Estimating LLM Grading Ability and Response Difficulty in Automatic Short Answer Grading via Item Response Theory

arXiv cs.CL / 5/4/2026

💬 OpinionIdeas & Deep AnalysisModels & Research

Key Points

  • The paper argues that evaluating LLM-based automatic short answer grading (ASAG) only with aggregate metrics (e.g., macro-F1, Cohen’s kappa) misses how performance changes across responses with different grading difficulty.
  • It proposes an evaluation framework using item response theory (IRT) to model grading correctness as a function of latent grader ability and each response’s difficulty, enabling response-level diagnostics of success and failure.
  • Experiments on SciEntsBank and Beetle using 17 open-weight LLMs show that models with similar overall scores can differ greatly in how quickly their accuracy drops as response difficulty increases.
  • The study finds that, for difficult responses, errors disproportionately map to the `partially_correct_incomplete` label, suggesting “intermediate-label collapse” under ambiguity.
  • It further characterizes difficult responses by linking higher estimated difficulty to weaker semantic alignment with the reference answer, stronger contradiction signals, and greater semantic isolation in embedding space.

Abstract

Automated short answer grading (ASAG) with large language models (LLMs) is commonly evaluated with aggregate metrics such as macro-F1 and Cohen's kappa.

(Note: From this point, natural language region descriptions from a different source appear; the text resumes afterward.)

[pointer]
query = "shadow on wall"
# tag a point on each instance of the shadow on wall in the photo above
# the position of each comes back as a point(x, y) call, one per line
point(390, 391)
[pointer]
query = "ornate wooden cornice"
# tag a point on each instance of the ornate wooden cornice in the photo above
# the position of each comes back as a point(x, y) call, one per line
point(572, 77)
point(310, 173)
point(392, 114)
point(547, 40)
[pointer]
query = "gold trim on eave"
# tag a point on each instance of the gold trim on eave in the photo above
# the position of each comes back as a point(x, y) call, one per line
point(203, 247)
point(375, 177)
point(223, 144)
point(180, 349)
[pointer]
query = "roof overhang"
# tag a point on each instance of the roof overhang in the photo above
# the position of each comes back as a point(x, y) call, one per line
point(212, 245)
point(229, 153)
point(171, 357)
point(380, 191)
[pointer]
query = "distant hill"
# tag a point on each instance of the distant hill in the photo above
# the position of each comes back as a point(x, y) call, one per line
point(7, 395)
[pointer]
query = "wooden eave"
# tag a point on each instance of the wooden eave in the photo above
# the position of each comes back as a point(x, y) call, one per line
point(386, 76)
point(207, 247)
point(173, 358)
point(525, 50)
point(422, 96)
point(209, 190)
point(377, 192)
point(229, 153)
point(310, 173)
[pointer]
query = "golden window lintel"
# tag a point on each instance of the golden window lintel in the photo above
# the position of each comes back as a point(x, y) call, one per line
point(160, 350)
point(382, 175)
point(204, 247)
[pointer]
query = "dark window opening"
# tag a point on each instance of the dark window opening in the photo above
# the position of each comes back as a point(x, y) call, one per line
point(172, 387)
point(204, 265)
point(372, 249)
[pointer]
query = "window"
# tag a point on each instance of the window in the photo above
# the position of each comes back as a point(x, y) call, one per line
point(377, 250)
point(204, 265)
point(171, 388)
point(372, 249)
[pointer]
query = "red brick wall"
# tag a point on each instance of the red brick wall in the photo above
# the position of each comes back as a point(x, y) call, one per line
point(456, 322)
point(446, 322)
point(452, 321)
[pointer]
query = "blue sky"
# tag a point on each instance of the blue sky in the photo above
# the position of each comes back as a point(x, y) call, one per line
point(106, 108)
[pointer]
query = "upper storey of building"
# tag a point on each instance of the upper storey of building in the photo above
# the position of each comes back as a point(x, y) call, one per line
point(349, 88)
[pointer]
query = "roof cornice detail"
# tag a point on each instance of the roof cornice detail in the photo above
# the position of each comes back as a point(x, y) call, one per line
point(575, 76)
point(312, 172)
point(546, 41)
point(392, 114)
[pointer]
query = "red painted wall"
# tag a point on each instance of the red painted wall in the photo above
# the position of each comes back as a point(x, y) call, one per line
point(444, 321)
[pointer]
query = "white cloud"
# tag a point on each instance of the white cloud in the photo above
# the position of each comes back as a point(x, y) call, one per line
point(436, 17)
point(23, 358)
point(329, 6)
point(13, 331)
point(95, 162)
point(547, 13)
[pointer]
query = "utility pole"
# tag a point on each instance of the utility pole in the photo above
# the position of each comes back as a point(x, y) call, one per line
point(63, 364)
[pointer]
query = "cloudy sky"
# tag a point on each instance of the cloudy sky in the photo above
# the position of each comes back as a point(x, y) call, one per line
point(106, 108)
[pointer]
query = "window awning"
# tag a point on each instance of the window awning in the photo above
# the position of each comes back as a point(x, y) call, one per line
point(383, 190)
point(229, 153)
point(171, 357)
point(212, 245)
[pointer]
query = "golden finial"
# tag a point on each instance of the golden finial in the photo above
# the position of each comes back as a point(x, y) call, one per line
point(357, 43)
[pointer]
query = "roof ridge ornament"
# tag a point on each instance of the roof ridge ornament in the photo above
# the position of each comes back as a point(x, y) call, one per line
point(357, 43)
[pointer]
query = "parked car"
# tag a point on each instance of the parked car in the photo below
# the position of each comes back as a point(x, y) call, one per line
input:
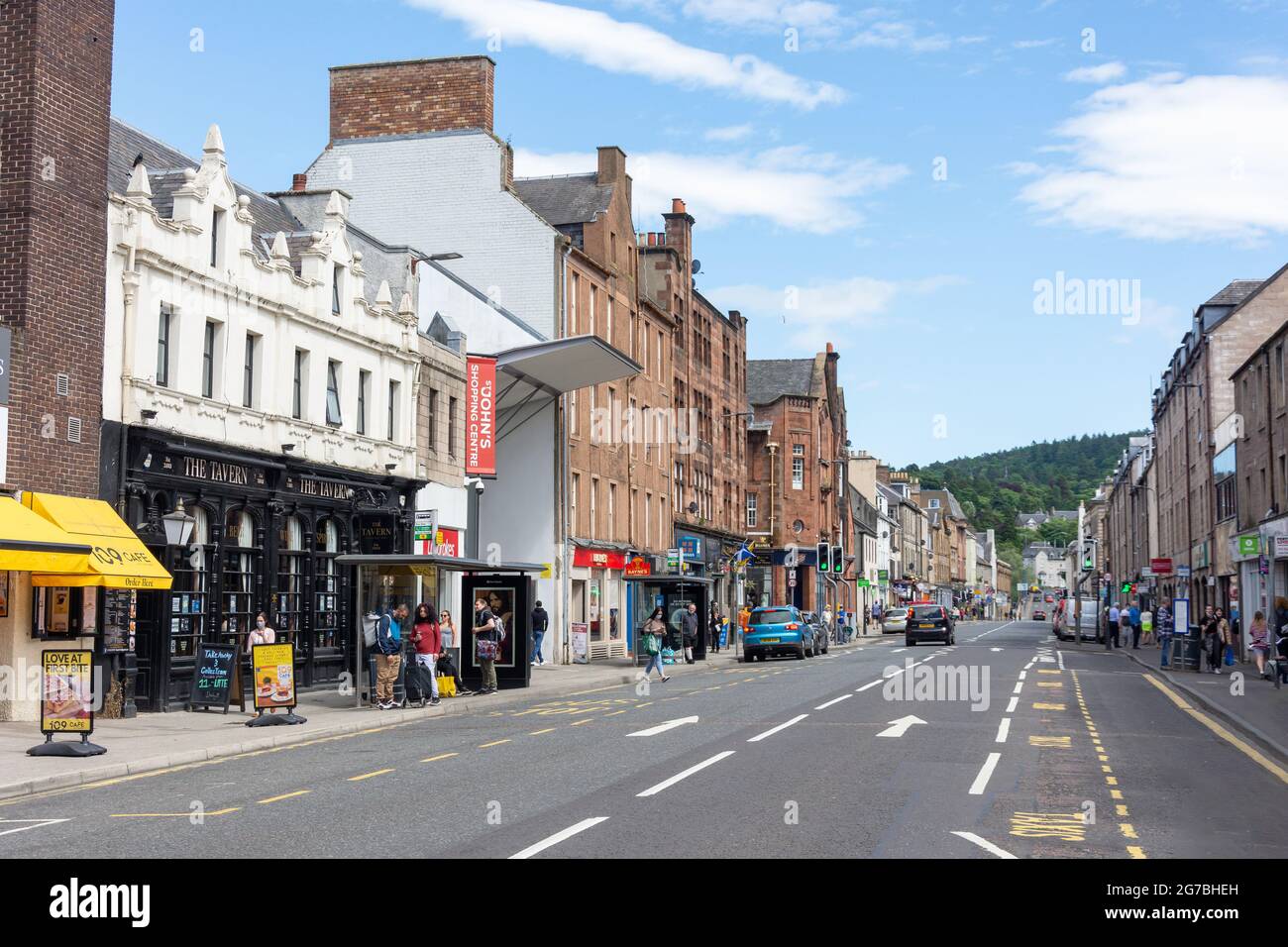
point(894, 620)
point(780, 630)
point(928, 622)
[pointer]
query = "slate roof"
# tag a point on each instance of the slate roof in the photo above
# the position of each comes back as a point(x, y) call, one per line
point(571, 198)
point(769, 379)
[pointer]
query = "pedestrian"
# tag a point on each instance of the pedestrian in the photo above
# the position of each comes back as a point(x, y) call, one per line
point(653, 639)
point(389, 655)
point(429, 644)
point(452, 648)
point(1258, 641)
point(487, 644)
point(540, 622)
point(1211, 631)
point(690, 630)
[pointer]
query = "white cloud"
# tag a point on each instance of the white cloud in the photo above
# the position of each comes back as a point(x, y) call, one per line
point(825, 309)
point(1173, 158)
point(790, 187)
point(1098, 75)
point(729, 133)
point(613, 46)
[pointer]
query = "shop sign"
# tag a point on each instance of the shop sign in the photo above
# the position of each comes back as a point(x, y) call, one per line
point(67, 692)
point(600, 560)
point(481, 416)
point(273, 676)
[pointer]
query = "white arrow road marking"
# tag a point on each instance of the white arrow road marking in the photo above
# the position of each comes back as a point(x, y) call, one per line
point(559, 836)
point(901, 725)
point(772, 731)
point(691, 771)
point(664, 727)
point(984, 844)
point(38, 823)
point(977, 788)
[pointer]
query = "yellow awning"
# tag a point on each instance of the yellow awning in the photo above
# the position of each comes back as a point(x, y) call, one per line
point(33, 544)
point(117, 560)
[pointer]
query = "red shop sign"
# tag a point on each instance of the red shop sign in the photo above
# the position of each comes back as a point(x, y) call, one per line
point(480, 416)
point(593, 558)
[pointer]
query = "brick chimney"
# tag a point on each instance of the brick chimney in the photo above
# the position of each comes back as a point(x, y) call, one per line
point(411, 97)
point(612, 165)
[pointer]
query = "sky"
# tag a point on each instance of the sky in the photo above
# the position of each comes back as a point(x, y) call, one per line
point(1001, 214)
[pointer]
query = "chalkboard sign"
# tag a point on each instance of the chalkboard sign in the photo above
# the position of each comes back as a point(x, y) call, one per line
point(213, 677)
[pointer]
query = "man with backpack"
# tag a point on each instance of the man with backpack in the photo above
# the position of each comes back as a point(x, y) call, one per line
point(488, 635)
point(389, 655)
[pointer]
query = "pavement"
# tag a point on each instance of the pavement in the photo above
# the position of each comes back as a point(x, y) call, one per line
point(1006, 744)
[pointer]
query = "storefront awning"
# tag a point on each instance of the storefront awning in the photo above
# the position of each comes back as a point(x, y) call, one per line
point(30, 543)
point(117, 560)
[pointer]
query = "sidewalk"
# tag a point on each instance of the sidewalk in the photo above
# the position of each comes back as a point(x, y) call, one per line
point(1260, 712)
point(160, 741)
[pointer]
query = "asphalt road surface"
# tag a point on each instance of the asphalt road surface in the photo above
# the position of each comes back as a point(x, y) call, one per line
point(1020, 746)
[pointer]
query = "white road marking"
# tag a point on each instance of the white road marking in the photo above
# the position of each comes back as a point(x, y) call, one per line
point(664, 727)
point(842, 697)
point(900, 727)
point(559, 836)
point(39, 823)
point(691, 771)
point(977, 789)
point(984, 844)
point(772, 731)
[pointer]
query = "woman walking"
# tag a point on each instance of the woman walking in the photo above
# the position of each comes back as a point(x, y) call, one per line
point(652, 639)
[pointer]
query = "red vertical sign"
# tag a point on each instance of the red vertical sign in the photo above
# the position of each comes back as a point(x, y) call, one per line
point(480, 416)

However, these metrics provide limited insight into how grading performance varies across student responses of differing grading difficulty. We introduce an evaluation framework for LLM-based ASAG based on item response theory (IRT), which models grading correctness as a function of latent grader ability and response grading difficulty. This formulation enables response-level analysis of where LLM graders succeed or fail and reveals robustness differences that are not visible from aggregate scores alone. We apply the framework to 17 open-weight LLMs on the SciEntsBank and Beetle benchmarks. The results show that even models with similar overall performance differ substantially in how sharply their grading accuracy declines as response difficulty increases. In addition, confusion patterns show that errors on difficult responses concentrate disproportionately on the \texttt{partially\_correct\_incomplete} label, indicating a tendency toward intermediate-label collapse under ambiguity. To characterize difficult responses, we further analyze semantic and linguistic correlates of estimated difficulty. Across both datasets, higher difficulty is associated with weaker semantic alignment to the reference answer, stronger contradiction signals, and greater semantic isolation in embedding space. Overall, these results show that item response theory offers a useful framework for evaluating LLM-based ASAG beyond aggregate performance measures.